Matt McDaniel

3 minute read

Moments ago, a Federal jury returned a death verdict for convicted Boston Marathon bomber Dzhokhar Tsarnaev. This is justice and the appropriate verdict.

At the outset, this should be a wake-up call for neo-conservatives who have long held that the criminal justice system would be incapable of properly adjudicating terrorism cases. This has stood as the rhetorical barrier on the right for closing the oft-maligned prison camp at Guantanamo Bay. The fact that justice has been done in the Boston Bomber case means that this argument (long a source of human rights claims and a beacon for terrorist recruiting), can now come crashing down. Here’s to hoping that this verdict can be a catalyst for change.

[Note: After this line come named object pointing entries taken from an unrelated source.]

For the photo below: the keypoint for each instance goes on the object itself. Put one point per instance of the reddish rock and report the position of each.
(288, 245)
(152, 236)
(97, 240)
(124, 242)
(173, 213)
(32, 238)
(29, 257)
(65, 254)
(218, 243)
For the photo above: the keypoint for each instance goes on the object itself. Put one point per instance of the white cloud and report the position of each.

Second, before weighing in on the Tsarnaev case, it’s important to realize that there will be a lengthy appeals process before Tsarnaev is eventually executed. This exemplifies the American system. You should believe that his attorneys will leave no stone unturned in order to get Tsarnaev a new trial and exonerated. Realistically, it has seemed like the trial proceeded in an orderly and proper fashion, so I would doubt that any of Tsarnaev’s appeals would come to any fruit. However, the power of the system means that Tsarnaev will get at least a few more years on Earth.

Regarding the death penalty, I actually do not support the practice in the context of average criminals or murderers. The reason why I depart from this belief with regards to Tsarnaev is a reality of political philosophy rather than morality.

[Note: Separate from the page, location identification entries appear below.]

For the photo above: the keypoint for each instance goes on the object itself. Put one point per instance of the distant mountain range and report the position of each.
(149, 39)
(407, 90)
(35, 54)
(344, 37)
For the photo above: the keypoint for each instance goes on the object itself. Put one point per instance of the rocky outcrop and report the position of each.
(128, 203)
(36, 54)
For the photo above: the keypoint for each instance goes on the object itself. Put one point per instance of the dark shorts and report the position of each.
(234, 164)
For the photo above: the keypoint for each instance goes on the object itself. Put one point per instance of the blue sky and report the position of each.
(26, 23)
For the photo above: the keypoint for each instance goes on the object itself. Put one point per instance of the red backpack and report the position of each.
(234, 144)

Incarceration is the appropriate remedy for most individuals who are found to have heinously or egregiously violated the rights of other individuals. Permanent incapacitation can be achieved through either incarceration or execution. This is where normal morality comes into play. There is no need to execute someone whose capacity to commit further acts has been permanently stopped.

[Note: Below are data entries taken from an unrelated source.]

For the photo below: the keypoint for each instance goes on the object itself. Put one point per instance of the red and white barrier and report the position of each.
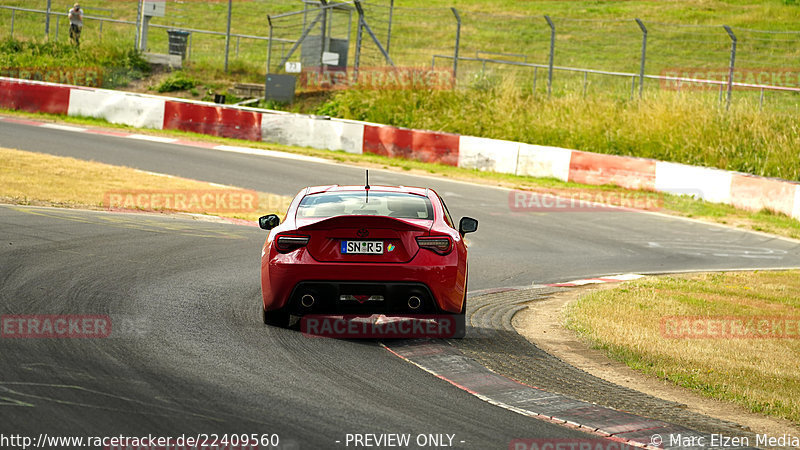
(140, 111)
(488, 154)
(33, 96)
(313, 131)
(713, 185)
(544, 162)
(147, 111)
(796, 210)
(426, 146)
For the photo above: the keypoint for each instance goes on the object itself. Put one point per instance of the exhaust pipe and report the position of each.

Now, the crime of Tsarnaev is not the same as the run-of-the-mill murderer. Rather, Tsarnaev and his brother were consciously taking action against, not specifically the runners of the Boston Marathon or the City of Boston or whatever institution put on the Marathon, but rather against the United States and its values and customs. Whether truly “jihadis” or merely twisted sociopaths, the Tsarnaev brothers undertook acts of terror against the United States.

Certainly if someone breaks into your home with the intent of harming you or your family, you have the right to take any action, including lethal action, in order to protect yourself or your loved ones.

The same principle must apply in this situation. Tsarnaev acted in a way that was against the United States as an entity. The State must reserve the ultimate sanction for occasions where it is warranted. These occasions should be rare and limited to acts of treason, desertion, or terrorism. Each of these crimes is directed against the well-being and life of the State. Thus, the State, in the interest of its preservation, has the right, by nature, to take lethal action to guard itself.

To those of you reading this and thinking that this is philosophical line-walking in order to justify state-sanctioned murder, I counter that Tsarnaev was given a full trial with competent defense. Tsarnaev was not railroaded and was found guilty of his crimes and was sentenced by a jury of his peers. This was not a show trial nor is it a summary execution. The State is promoting justice in the manifestation of self-preservation. In this case, the death penalty is appropriate as a sanction.